A better example, I hope (better since it's not broken):

code:
SELECT
   DATE( UserBandwidth.LogDate ) AS EntryDate,
   @Total := IFNULL( @Total, 0 ) + SUM( BandwidthUsed ) AS BandwidthUsageToDate
FROM
   UserBandwidth
WHERE
   UserBandwidth.UserID = 21
GROUP BY
   DATE( UserBandwidth.LogDate )
ORDER BY
   DATE( UserBandwidth.LogDate ) ASC
This query is intended to retrieve the date this user (21) used some bandwidth as well as a running total of the user's bandwidth usage.

In MySQL the equivalent of this query on my DB gives:

code:
EntryDate      BandwidthUsageToDate
2007-01-01     31
2007-01-02     63
2007-01-04     82
2007-01-09     123
The second paragraph of your post refers to only assigning to a variable in the query. This is all that I would expect to be allowed to do with MS SQL, but this doesn't resolve the issue, as I would of course only be getting the single value, where I need a value for each log date.

Could you elaborate on your edit? I'm not certain what portion of my post this is in reference to.

Alex007 posted:

Calculating Running Totals, Subtotals and Grand Total in MSSQL Without a Cursor

Thanks for the link, and this does do what I need. This article shows examples of solving this in the manner I would expect, but hadn't thought of. The major difference between this method (a sub-query for each row) and the MySQL method, at least from my understanding, is the MySQL method will only do the single query on the table, while the article's method will be doing Number of Rows + 1 queries on the table.

Melraidin
Oct 11, 2005

Victor posted:

What version of SQL Server are you using? I realize I misread your first post after you posted sample results, so I'm pretty sure you can't do what you want with variable assignment, but I think you can another way. SQL2005 offers a lot of sweet functionality that could potentially make this a lot easier.

MS SQL Server 2000 I believe. Even so, could you point me to these functions in SQL Server 2005, just for interest's sake?

Melraidin
Oct 11, 2005

Yakattak posted:

Anyone have some tips for password security in MySQL? For instance, how do I store them, and then retrieve then securely with encryption? Does the MySQL password() function do that safely?

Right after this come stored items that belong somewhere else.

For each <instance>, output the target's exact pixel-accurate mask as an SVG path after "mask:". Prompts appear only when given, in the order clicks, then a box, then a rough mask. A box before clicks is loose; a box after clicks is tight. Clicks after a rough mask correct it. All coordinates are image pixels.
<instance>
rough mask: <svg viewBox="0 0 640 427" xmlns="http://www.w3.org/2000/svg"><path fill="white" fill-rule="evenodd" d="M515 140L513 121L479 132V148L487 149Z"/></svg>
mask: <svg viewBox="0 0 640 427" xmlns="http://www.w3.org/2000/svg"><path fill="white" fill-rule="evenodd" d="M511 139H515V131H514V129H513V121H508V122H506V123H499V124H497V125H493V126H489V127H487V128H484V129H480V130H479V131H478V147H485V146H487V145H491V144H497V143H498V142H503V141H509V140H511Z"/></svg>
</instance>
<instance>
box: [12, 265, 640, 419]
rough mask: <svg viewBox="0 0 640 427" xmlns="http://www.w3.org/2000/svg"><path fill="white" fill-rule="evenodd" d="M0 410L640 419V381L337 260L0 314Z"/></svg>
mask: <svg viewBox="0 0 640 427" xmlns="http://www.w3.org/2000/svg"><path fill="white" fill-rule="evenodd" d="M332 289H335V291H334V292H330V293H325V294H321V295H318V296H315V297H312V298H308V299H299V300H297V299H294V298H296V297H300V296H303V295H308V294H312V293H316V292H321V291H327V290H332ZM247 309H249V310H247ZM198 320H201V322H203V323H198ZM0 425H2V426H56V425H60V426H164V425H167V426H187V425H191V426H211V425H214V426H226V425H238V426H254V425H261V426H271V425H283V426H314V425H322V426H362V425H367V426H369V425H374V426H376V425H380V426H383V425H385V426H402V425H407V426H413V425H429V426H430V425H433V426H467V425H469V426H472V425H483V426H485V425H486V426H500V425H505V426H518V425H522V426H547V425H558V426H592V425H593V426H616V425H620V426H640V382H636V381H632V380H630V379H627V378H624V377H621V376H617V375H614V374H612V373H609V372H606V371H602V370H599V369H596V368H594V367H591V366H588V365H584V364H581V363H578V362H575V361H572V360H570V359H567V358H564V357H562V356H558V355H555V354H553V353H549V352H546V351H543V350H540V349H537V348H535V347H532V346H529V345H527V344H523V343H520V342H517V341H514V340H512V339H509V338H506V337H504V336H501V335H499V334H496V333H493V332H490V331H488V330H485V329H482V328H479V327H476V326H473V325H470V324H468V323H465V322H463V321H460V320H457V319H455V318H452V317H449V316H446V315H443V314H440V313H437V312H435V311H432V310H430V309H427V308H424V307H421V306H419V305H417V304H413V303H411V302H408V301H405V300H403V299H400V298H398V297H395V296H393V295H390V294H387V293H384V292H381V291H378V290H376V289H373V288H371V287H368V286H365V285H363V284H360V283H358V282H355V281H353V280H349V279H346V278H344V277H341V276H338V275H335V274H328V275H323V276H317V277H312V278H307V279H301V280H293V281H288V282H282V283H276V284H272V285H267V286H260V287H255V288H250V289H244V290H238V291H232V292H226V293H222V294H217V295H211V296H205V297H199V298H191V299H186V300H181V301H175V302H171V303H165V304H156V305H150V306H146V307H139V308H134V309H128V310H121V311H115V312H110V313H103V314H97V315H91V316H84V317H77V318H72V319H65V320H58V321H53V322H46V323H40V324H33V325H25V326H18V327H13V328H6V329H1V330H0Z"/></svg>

Salt and hash the passwords. This will prevent people with access to the DB from being able to determine the original password in any reasonable time. If you only hash the passwords then rainbow tables could be used to find values that would hash to the same password.

I use something along these lines:

code:
dbPassword = CONCAT(
    LEFT( dbPassword, {SaltLength} ),
    MD5( CONCAT( LEFT( dbPassword, {SaltLength} ), '{userPassword}' ) )
)
Where dbPassword is the field in the DB containing the salted and hashed PW, SaltLength is the length of the salt in characters, and userPassword is the PW the user has entered you're testing against.

------------------------

Now for my question:

I need to replicate certain data in certain tables to certain servers. This is to ensure some data is only on servers we're allowed to host it on.

We have a MySQL master-master replication with some slaves off of one of the masters. I'm considering horizontally partitioning the tables involved on a new field indicating where the data may be stored. Once this is set up I think I can have each partition stored in separate files then on the hosts we cannot store this data on I'll symlink the data files to /dev/null. I'll need to ensure all operations involving the data that can only be stored conditionally occur on hosts where the data is actually stored.

Does this make sense? Is it at all sane? Can anyone suggest other ways of handling this? This is on an existing system and we're of course trying to minimize the changes to support this requirement.